The empirical example is an excerpt from a Toolbox workshop transcript. The article reconstructs a cogent, inductive, interdisciplinary argument from the excerpt to show how CIR can proceed in an actual team.
The study contributes operational definitions of ‘reasoning together’ and ‘collaborative, interdisciplinary reasoning’ to existing literature. It also demonstrates empirical methods for operationalizing these definitions, with the argument reconstruction providing a brief case study in how teams reason together.
1. Collaborative, interdisciplinary reasoning is the attempted integration of disciplinary contributions to exchange, evaluate, and assert claims that enable shared understanding and eventually action in a local context.
2. Pragma-dialectic argument reconstruction with conversation analysis is a method for observing such reasoning from a transcript.
3. The example team developed a strong inductive argument to integrate their disciplinary contributions about modeling.

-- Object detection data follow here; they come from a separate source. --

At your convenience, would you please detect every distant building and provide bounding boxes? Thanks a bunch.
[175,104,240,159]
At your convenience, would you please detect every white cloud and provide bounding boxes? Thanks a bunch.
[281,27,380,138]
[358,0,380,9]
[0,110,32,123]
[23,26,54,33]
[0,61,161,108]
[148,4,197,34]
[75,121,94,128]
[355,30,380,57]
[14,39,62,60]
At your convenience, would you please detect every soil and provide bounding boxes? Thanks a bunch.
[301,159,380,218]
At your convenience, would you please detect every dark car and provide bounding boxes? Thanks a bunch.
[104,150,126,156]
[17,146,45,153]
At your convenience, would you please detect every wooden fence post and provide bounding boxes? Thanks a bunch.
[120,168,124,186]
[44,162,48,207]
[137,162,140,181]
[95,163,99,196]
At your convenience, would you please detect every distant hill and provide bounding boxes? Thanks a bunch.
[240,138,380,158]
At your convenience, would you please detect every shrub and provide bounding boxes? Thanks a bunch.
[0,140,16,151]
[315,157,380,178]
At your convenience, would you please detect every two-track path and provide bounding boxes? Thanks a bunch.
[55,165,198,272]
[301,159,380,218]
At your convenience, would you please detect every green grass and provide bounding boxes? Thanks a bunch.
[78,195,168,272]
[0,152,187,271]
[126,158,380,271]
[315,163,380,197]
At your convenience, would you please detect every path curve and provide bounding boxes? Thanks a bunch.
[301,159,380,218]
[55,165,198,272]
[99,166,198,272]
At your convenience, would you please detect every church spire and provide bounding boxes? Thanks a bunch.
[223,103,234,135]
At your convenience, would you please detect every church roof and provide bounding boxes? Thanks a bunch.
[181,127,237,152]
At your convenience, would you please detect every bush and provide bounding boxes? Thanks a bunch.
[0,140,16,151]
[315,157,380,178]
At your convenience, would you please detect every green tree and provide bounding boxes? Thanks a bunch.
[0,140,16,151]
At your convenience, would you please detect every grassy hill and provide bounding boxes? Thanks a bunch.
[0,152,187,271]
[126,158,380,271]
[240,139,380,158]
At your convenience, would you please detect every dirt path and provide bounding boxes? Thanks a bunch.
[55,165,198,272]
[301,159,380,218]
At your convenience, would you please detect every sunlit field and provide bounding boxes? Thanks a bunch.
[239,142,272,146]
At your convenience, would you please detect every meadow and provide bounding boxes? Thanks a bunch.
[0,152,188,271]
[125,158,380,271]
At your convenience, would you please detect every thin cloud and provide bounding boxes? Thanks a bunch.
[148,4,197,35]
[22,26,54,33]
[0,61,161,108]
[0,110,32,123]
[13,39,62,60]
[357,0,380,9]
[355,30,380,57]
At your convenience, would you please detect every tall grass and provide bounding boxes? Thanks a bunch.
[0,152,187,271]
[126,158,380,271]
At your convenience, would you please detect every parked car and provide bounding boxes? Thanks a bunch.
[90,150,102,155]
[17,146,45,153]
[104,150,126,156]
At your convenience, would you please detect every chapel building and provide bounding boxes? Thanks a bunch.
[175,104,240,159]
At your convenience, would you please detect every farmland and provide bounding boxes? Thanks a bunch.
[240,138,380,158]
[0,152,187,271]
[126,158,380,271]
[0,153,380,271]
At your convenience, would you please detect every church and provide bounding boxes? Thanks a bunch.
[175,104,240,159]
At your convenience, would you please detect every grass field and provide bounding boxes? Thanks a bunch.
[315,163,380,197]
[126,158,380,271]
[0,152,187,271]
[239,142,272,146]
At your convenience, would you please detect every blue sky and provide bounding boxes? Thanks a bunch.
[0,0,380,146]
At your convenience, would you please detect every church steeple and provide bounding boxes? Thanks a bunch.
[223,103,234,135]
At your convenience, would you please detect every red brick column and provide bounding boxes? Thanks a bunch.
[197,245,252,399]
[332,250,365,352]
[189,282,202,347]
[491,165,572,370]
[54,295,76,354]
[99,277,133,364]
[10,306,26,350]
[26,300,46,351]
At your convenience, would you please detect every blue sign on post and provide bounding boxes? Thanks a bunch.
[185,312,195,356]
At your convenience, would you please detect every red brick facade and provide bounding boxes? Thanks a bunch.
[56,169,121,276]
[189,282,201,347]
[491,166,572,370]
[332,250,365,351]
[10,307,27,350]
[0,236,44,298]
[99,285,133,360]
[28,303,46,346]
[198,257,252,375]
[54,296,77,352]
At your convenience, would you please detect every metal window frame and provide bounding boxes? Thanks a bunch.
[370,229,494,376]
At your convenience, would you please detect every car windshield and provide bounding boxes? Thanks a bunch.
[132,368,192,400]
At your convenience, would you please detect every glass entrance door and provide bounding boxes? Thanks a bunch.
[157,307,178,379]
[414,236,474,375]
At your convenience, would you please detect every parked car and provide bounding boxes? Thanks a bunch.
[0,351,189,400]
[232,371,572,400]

1. Interdisciplinary work requires agreeing with teammates about what is assertible and why.
2. To assert something together legitimately requires making a cogent, integrated argument.
1. An argument is the basic unit of analysis for interdisciplinary integration.
2. To assess the argument’s cogency, it is helpful to reconstruct it using pragma-dialectic principles and conversation analysis tools.
3. To assess the argument’s interdisciplinary integration and participant roles in the integration, it is helpful to graph the flow of words as a Sankey chart from participant-disciplines to the argument conclusion.
How does this definition of CIR relate to other interdisciplinary ‘cognition’ or ‘learning’ type theories? How can practitioners and theorists tell the difference between true intersubjectivity and superficial agreeableness in these dialogues? What makes an instance of CIR ‘good’ or ‘bad’? How does collaborative, transdisciplinary reasoning differ from CIR, if at all?